Agamben conjetura que Primo Levi fue un superstes cuya imposibilidad de brindar una versión de los hechos –una más– terminó por aniquilarlo. Y por algo Jorge Semprún renunció a describir su experiencia en los campos de concentración, ya que, por no contar con aquella distancia protectora, sentía que la práctica de escribir lo sumergía cada vez más: “Me ahogaba en el aire irrespirable de mis borradores, cada línea escrita me sumergía la cabeza debajo del agua, como si estuviera de nuevo en la bañera de la villa de Gestapo, en Auxerre. Me debatía por sobrevivir. Fracasé en mi intento de expresar la muerte para reducirla al silencio: si hubiera proseguido, la muerte, probablemente, me habría hecho enmudecer” (J. Semprún, La escritura o la vida, Barcelona, Tusquets, 1995).
¿Hasta dónde no somos todos un poco superstes? Si de lo que se trata es de evitar la repetición de un pasado de horror, no bastan los custodios para vencer a los fantasmas. Para cuidarnos los testigos, hay que poner más “testigos”, en el sentido etimológico que he señalado para esta palabra. Carlos Rozanski, presidente del tribunal que condenó a Miguel Etchecolatz, sostuvo que “la Justicia no sólo puede ser productora de verdad, sino que puede ser una instancia reparadora” (Página/12, domingo 1º de octubre de 2006).

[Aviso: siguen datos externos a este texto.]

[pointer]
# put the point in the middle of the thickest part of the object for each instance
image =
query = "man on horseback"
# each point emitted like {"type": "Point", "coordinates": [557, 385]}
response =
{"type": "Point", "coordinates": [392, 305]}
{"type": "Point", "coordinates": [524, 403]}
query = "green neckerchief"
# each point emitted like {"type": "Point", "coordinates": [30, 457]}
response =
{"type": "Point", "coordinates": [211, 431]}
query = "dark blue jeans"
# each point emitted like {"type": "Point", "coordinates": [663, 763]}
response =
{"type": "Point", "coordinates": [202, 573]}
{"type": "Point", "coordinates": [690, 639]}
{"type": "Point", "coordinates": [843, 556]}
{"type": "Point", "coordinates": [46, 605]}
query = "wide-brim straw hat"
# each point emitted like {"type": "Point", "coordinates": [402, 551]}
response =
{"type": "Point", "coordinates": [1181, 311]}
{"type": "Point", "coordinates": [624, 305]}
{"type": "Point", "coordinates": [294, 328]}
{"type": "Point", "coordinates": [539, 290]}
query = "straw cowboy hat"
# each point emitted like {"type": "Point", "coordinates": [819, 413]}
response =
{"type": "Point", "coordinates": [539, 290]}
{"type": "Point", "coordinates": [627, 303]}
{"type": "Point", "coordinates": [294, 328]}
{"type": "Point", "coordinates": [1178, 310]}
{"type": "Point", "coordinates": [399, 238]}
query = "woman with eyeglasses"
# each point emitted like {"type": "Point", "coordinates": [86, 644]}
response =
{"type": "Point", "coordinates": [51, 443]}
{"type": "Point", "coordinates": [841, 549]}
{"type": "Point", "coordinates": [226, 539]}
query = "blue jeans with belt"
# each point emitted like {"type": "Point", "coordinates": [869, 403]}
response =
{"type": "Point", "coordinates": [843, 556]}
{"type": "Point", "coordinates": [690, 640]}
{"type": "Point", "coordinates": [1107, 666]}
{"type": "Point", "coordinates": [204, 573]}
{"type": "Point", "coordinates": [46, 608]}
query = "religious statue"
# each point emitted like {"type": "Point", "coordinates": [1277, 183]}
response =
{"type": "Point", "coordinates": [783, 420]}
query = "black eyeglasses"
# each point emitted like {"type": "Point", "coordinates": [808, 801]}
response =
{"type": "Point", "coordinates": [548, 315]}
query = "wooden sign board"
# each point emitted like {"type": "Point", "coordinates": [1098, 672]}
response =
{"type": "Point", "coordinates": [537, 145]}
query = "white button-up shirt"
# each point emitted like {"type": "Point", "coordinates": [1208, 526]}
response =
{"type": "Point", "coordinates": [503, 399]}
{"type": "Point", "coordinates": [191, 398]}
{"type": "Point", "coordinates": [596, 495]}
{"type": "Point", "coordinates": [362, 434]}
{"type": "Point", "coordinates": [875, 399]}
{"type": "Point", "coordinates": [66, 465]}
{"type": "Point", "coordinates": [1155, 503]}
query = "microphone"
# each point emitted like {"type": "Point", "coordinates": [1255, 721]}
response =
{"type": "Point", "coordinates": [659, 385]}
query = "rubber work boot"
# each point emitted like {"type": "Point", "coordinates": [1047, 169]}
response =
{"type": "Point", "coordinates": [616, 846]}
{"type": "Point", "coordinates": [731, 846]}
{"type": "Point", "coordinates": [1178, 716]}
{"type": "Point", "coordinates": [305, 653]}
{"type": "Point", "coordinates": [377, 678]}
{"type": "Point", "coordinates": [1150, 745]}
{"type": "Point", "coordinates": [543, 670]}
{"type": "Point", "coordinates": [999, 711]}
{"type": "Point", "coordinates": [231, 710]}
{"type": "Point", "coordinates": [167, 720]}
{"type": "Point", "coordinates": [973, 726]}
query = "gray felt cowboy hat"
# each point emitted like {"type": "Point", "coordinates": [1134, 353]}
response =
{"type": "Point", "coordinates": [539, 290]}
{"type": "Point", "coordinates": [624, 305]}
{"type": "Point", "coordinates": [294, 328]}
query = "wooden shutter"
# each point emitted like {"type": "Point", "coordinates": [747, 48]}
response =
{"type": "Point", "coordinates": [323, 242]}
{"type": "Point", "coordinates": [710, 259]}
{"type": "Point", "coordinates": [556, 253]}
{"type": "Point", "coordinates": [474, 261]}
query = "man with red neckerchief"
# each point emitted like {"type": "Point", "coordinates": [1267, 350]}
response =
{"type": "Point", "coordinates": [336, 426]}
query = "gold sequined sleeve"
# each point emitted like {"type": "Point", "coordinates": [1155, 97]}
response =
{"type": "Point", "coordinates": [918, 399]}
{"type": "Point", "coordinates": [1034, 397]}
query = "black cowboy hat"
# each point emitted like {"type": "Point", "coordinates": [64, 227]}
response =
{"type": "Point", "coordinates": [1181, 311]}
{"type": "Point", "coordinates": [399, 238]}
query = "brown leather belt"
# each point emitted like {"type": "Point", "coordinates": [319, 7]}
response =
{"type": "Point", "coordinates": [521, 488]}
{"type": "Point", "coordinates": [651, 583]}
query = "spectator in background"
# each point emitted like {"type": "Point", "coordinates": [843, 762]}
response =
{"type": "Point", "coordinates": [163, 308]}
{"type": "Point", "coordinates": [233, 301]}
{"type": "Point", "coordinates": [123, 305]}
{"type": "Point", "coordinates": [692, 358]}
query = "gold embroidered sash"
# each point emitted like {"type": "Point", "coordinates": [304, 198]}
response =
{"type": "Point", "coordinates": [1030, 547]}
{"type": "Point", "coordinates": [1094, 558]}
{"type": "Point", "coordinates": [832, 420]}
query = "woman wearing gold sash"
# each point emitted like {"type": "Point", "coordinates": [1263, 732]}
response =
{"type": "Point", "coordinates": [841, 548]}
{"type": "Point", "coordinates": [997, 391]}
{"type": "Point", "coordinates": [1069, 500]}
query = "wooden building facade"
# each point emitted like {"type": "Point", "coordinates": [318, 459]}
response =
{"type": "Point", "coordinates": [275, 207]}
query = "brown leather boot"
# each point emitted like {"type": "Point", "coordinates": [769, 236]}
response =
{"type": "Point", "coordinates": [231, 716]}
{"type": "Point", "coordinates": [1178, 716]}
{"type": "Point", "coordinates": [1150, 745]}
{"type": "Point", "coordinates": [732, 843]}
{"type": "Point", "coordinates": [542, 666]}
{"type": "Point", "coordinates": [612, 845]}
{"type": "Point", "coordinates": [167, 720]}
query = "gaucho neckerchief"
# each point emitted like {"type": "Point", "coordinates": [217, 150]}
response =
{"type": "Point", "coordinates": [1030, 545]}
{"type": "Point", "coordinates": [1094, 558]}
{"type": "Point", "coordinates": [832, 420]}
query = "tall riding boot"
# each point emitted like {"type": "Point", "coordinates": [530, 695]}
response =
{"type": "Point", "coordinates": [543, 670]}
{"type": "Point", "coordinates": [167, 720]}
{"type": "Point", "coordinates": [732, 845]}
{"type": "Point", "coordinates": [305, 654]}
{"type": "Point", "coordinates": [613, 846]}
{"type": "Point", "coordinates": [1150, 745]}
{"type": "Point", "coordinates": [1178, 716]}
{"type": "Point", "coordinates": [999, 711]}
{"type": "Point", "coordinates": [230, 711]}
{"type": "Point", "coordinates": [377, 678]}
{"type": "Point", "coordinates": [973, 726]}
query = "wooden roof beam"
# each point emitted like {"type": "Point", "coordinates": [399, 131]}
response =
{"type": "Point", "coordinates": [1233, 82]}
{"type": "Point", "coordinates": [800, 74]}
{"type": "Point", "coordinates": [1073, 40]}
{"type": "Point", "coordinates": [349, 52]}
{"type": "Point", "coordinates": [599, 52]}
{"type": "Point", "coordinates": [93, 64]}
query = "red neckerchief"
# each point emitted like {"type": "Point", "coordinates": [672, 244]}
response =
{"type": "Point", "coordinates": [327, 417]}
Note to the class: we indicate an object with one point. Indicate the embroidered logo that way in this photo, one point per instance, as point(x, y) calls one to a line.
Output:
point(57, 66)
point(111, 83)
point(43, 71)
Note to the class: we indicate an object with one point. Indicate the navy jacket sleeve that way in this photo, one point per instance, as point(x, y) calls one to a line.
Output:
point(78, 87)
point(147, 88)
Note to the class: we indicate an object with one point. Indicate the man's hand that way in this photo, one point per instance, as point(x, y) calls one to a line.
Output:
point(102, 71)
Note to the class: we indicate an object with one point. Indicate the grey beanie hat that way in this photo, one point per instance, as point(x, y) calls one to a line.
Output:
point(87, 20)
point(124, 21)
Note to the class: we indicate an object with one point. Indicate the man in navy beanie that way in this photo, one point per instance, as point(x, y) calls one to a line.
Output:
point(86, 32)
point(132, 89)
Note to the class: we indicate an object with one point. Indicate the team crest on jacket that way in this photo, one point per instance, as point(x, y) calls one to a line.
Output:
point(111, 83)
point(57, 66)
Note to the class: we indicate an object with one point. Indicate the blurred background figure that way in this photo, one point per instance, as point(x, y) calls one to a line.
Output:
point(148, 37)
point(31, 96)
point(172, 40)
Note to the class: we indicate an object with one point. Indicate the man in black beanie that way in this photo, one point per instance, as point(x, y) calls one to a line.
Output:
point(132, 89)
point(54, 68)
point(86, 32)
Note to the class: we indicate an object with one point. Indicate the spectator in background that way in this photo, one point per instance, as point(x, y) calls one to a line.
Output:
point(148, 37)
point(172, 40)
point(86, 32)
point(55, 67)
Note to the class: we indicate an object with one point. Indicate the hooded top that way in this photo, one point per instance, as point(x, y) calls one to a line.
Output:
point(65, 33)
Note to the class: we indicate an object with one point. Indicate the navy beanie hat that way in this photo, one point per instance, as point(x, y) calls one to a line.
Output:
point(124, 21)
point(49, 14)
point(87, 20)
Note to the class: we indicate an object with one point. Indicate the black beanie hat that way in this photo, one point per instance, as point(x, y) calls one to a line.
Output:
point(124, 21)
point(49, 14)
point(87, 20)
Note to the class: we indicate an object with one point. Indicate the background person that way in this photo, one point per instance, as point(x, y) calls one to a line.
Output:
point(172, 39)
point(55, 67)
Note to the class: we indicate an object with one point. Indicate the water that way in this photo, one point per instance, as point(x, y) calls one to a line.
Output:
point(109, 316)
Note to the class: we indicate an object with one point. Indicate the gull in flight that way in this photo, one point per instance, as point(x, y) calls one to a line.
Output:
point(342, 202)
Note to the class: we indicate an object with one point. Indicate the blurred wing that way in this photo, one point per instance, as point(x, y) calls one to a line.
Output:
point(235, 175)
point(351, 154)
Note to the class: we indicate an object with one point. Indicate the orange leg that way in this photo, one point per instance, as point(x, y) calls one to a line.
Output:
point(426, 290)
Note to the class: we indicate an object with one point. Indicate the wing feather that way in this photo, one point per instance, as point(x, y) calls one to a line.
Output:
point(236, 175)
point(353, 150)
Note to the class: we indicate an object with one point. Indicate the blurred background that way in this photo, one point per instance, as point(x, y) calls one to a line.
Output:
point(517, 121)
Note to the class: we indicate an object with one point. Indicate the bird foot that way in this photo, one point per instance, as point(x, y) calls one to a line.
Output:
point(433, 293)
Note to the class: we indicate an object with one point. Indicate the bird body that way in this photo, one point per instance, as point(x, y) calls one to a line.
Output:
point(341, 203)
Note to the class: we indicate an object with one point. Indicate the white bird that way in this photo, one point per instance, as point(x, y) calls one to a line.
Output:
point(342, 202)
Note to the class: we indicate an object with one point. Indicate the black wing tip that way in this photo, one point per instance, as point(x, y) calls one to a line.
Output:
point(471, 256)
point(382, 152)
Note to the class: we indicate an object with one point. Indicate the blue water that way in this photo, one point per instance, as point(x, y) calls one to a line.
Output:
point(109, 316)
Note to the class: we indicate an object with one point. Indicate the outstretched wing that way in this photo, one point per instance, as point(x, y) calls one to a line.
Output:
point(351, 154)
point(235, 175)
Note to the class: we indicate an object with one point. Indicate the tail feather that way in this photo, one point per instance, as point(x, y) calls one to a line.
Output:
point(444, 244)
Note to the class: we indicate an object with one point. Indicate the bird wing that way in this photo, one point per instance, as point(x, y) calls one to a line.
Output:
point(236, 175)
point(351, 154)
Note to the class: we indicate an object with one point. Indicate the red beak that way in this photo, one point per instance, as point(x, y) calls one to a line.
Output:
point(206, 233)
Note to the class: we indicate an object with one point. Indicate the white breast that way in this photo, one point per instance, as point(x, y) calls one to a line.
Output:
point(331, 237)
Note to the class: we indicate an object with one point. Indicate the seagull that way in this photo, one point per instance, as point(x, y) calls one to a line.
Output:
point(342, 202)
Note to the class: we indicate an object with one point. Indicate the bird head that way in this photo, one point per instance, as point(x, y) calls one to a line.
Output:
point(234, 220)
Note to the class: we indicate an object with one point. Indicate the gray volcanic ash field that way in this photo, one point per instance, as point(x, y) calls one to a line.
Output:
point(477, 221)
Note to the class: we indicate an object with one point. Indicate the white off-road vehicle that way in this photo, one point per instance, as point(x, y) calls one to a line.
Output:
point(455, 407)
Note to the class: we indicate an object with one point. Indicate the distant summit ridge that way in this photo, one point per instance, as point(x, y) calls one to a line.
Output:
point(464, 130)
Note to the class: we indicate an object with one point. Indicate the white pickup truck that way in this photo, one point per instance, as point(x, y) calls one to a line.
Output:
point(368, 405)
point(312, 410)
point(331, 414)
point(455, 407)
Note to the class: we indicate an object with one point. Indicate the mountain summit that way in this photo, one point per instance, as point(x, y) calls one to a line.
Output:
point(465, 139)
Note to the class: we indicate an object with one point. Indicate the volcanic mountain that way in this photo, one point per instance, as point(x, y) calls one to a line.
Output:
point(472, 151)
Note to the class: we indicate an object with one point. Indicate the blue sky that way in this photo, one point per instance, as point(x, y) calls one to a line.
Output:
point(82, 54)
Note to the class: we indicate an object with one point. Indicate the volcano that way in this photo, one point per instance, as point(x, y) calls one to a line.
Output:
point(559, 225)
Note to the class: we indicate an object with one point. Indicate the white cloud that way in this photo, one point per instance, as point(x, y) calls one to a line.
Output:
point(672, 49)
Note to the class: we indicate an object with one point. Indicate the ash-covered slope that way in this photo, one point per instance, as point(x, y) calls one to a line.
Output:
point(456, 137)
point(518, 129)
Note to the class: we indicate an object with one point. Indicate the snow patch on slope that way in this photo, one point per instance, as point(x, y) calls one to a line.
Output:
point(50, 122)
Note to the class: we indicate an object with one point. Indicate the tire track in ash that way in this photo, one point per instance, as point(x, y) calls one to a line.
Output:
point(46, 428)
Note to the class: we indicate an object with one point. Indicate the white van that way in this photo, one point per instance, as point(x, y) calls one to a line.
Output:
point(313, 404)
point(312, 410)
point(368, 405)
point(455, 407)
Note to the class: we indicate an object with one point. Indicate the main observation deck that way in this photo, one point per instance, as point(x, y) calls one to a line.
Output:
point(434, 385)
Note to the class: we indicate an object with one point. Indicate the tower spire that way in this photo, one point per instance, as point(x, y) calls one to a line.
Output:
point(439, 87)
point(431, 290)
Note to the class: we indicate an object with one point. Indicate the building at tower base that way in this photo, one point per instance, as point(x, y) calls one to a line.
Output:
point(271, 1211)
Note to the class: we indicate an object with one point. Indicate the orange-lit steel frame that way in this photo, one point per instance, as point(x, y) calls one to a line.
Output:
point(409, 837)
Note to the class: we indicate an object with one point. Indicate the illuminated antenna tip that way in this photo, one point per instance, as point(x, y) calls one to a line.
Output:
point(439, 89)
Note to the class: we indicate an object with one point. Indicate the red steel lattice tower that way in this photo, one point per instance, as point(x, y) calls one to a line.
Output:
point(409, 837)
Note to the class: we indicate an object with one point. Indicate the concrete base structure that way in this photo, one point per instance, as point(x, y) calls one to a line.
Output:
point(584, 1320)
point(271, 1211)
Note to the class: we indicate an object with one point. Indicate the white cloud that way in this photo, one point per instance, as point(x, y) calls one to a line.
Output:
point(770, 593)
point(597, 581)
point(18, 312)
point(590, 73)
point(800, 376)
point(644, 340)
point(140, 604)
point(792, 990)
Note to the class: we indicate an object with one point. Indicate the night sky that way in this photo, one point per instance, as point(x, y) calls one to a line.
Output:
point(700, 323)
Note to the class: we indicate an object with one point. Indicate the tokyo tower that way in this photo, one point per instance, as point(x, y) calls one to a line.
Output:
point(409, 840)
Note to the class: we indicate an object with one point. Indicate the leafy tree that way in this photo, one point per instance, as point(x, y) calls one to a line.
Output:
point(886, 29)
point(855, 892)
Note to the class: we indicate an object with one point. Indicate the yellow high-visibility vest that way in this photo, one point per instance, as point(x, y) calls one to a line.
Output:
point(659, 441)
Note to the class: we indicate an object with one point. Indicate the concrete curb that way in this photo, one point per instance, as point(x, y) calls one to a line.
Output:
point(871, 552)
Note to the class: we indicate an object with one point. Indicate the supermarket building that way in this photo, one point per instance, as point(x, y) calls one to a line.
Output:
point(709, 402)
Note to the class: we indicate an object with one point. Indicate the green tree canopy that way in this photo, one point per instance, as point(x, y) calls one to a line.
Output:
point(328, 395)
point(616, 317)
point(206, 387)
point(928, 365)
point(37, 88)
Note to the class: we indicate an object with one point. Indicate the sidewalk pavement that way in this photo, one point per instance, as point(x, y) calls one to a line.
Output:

Así, los inestimables relatos testimoniales, lejos de hacer recrudecer las nefastas consecuencias de aquel horror, constituirán una oportunidad de reparación, tanto para quien atestigua como para la sociedad toda. Si es que aspiramos a que la Justicia, y no el silencio de los cementerios, sea el fundamento y albergue de la paz.
* Psicoanalista. Autor de La hospitalidad del síntoma.